During this year’s Curitiba Film Festival, there was a joke among my fellow critics about a certain formula that has become increasingly common among independent works. It’s a mix of personal images, often mixed with extensive archival research, narrated in the director’s own voice. We said it was the event following the recognition of the talents of Petra Costa, who used the format in The Edge of Democracy (2019) and Apocalypse in the Tropics (2024). And coincidentally, the documentary Flana uses a similar format.

The story told here is serious, personal, and also resonates with government policy. Zahraa Ghandour is investigating the disappearance of a childhood friend, Nour, who vanished at age 10 under complex circumstances. But what she truly does is have the generosity to document an entire situation and way of life to share this story with the world, creating a narrative that is moving and surprising, without ever becoming cheesy.

Everything she shows us about this world of Iraqi women feels like a secret, with her using her position as a member of this circle to create an insider’s perspective on events. It’s no surprise that she begins the work by interviewing her own aunt, who was a midwife to most of the family members and also has a unique position, being unmarried, childless, and having witnessed so many events linked to the disappointment of having daughters. Even though the audience knows this is a reality in many places, seeing her on screen in such a natural and up-close way is still captivating.

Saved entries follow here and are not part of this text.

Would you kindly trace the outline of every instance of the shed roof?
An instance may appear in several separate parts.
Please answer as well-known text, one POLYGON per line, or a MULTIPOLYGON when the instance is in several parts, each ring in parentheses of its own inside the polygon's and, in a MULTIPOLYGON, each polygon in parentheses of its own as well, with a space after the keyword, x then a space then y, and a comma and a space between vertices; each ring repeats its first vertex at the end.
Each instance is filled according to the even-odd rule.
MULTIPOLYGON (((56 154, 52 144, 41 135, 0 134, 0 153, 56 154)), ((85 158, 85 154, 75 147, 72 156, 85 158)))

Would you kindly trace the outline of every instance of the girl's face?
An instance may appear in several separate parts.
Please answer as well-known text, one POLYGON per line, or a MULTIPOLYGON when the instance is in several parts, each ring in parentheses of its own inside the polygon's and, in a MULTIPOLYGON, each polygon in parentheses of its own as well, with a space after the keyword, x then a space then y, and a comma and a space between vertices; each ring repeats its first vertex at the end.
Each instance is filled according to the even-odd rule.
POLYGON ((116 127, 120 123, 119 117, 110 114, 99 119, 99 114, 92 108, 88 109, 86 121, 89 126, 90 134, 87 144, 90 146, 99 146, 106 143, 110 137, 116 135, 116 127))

And while we may not initially understand exactly where the film is going, the images captured along the way convey the warmth inherent in human relationships and keep us engaged in what the filmmaker has to say. Even the images that seem less connected carry significant symbolic weight, creating a visual poetry throughout the film. Along with this, there’s also a surprise stemming from the ignorance of being a Latin American with no significant contact with the Middle East, realizing how completely unrealistic the stereotypes created about women in the region are. While I was initially surprised by the absence of hijabs, a simple search reveals how fragile the images we create are — and fortunately, works like this exist precisely to break these images down and create more realistic ones in their place.

Even though it deals with a brutal subject, the film manages to do so with delicacy, always mindful of the legacy these images will carry as they bring this story to the world. Even though this is only the director’s debut film, she already demonstrates a control and empathy that many documentarians strive for.